Bei unserem ersten Kreativworkshop in der RESIDENZ vor acht Tagen wollte Schwester Olga gerade anfangen und den Ball werfen, da hat Marlen mit einem blutroten Zeigefingernagel auf das Packpapier gezeigt und gesagt:

»Ist doch klar: IN DER KÜRZE LIEGT DIE WÜRZE

Und das war’s dann mit der Aktivitätsphase. Schwester Olga hat noch zweimal Im Frühtau zu Berge mit uns gesungen, zum Ausklang, und sich am Ende mit belegter Stimme dafür entschuldigt, dass der Workshop heute ein bisschen kurz war.
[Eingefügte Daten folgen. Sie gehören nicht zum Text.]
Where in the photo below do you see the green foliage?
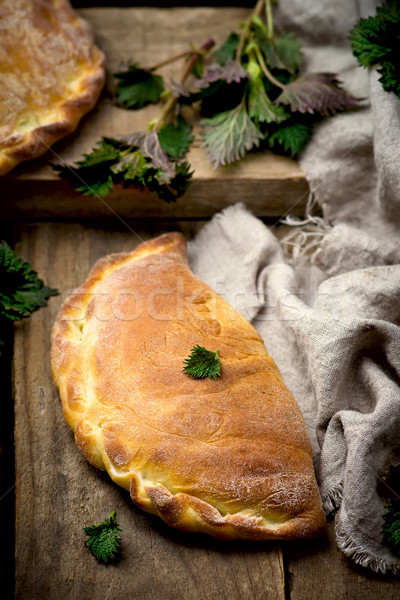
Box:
[382,498,400,556]
[349,0,400,97]
[201,104,263,167]
[55,2,358,202]
[183,345,221,379]
[114,65,164,109]
[263,33,302,74]
[53,133,192,202]
[213,32,240,65]
[0,241,58,324]
[84,510,121,564]
[267,119,312,157]
[158,116,194,158]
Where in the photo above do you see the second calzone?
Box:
[52,234,325,540]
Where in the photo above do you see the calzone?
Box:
[0,0,105,175]
[51,233,325,540]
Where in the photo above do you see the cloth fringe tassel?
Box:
[335,523,400,575]
[321,481,343,516]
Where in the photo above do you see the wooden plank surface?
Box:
[14,220,399,600]
[14,223,285,600]
[0,7,308,219]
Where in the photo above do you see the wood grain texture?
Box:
[0,7,308,218]
[14,220,399,600]
[14,222,285,600]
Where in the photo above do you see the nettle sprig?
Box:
[349,0,400,97]
[200,0,357,167]
[55,0,357,202]
[0,241,58,349]
[52,40,214,202]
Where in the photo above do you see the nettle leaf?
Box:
[248,78,289,123]
[275,73,357,115]
[377,62,400,97]
[83,510,121,564]
[122,131,175,177]
[200,103,263,168]
[169,79,190,98]
[349,0,400,67]
[382,498,400,557]
[183,345,221,379]
[139,161,193,202]
[158,116,194,158]
[262,33,303,74]
[267,122,312,157]
[0,241,58,321]
[51,138,121,197]
[111,150,147,179]
[114,65,164,109]
[196,58,248,88]
[213,32,240,65]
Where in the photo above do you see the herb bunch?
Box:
[0,241,58,348]
[52,40,214,202]
[350,0,400,97]
[56,0,357,202]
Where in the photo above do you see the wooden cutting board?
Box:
[14,220,398,600]
[6,8,398,600]
[0,8,309,219]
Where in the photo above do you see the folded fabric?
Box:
[189,205,400,573]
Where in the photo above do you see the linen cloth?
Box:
[189,0,400,573]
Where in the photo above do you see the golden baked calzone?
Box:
[0,0,105,175]
[52,233,325,540]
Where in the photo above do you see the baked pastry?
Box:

Am nächsten Tag war das Sprichwort aus zwanzig Punkten und sechs Buchstaben:

D . .   . . . . .   . . . D,   D . .   A . D . . .   . . . . D

Marlen runzelt die Stirn, Schwester Olga wirft den Ball Frau Sonne zu, Frau Sonne fängt und sagt leise: F.

»Bravo! Ein F kommt vor!« Schwester Olga zückt den Filzstift, Marlen grinst.
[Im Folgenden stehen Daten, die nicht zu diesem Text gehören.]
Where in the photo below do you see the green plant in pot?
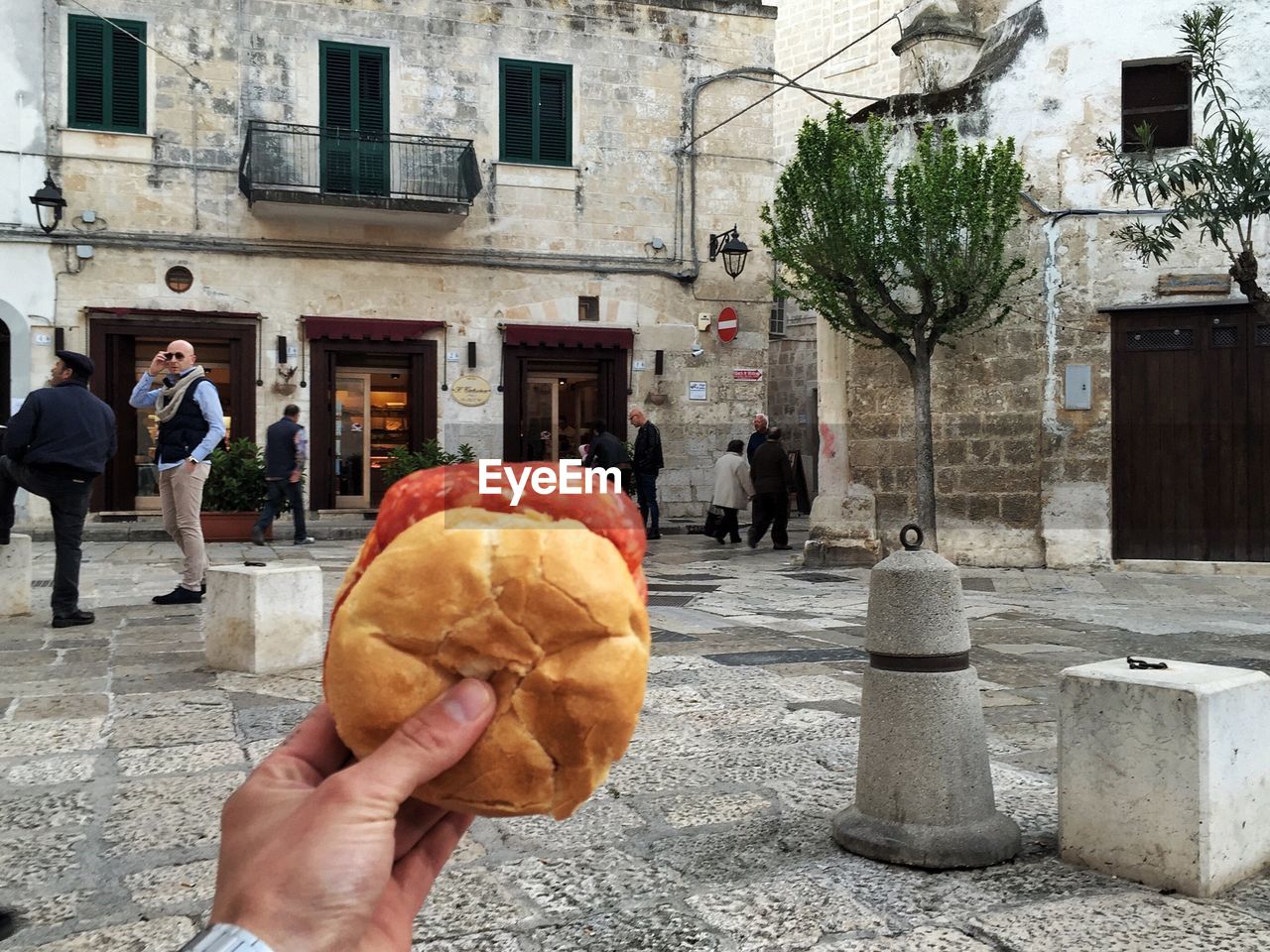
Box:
[384,439,476,486]
[202,439,268,542]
»Ist doch klar«, sagt sie, »DES EINEN LEID, DES ANDERN FREUD

Zum Ausklang zweimal Das Wandern ist des Müllers Lust, Schwester Olgas Gesicht beim Singen: ein schmutziggrauer Fleck, ausdruckslos.
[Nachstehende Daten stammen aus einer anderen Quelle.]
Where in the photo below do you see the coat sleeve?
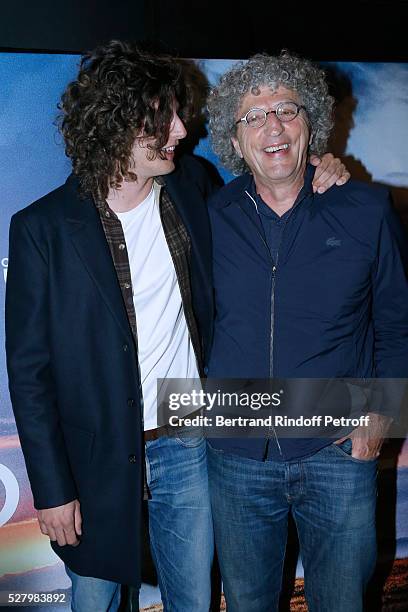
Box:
[372,198,408,418]
[6,213,77,509]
»Hör auf damit!«, hat Karlotta nach dem zweiten Kreativworkshop zu Marlen gesagt. »Wenn du nicht aufhörst, ist die Operation Hinterland gefährdet, oder wie willst du das dem MDK erklären, dass deine Neuronen schneller feuern als die Neuronen einer Sechzehnjährigen, die täglich Gehirnjogging treibt?«

Am dritten Tag bestand das Sprichwort aus einundzwanzig Punkten und drei Buchstaben, beim Ausrollen des Packpapiers haben Schwester Olgas Hände gezittert.

D . .   . . . C .   . . . . . . .   D . .   . . . . . .

Schwester Olga wirft den Ball, Suzanna fängt und sagt: G.

Schwester Olga nickt, sie zieht langsam die Kappe vom Filzstift ab und schielt ängstlich nach Marlen.

Marlen betrachtet ihre Fingernägel.

Schwester Olga schreibt ein G ins Sprichwort, Suzanna wirft den Ball, Karlotta fängt und sagt: L.

»Bravo.« Schwester Olga wird ein bisschen mutiger, aber nur ein bisschen, sie schielt nach Marlen.

Marlen schiebt die Nagelhaut an ihrem Daumen zurück.

Schwester Olga schreibt zweimal L ins Sprichwort, Karlotta wirft, Frau Fitz fängt und sagt: Zwei.

»Zwei«, sagt Schwester Olga freundlich, »ist kein Buchstabe, sondern eine Zahl, Frau Fitz. Bitte versuchen Sie es noch einmal.«

»Zwei«, sagt Frau Fitz noch einmal.

»Frau Fitz, bitte sagen Sie einen Buchstaben, keine Zahl.«

»Zwei, zwei, zwei, zwei …«, die Stimme von Frau Fitz wird immer höher und immer lauter, jetzt fängt sie an, bei jedem »zwei« mit dem Fuß auf den Boden zu stampfen, Suzanna hält sich kichernd die Ohren zu, Frau Wimmer klammert sich fester an ihren Müllsack, Marlen murmelt etwas. Sie schiebt die Nagelhaut an ihrem Zeigefinger zurück und murmelt: »DER ZWECK HEILIGT DIE MITTEL, ist doch klar«, Frau Fitz kreischt und stampft.

»Ist ja gut, ist ja gut! Beruhigen Sie sich, Frau Fitz!«

Schwester Olga beugt sich über das Packpapier und schreibt hektisch Z, W, E und I ins Sprichwort, Frau Fitz verstummt schlagartig und grinst. Dann hebt sie den Ball mit beiden Händen hoch über den Kopf und schleudert ihn auf Frau Sonne. Frau Sonne duckt sich, zu spät, der Ball knallt ihr mitten ins Gesicht, er fällt zu Boden und rollt Frau Wimmer vor die Füße.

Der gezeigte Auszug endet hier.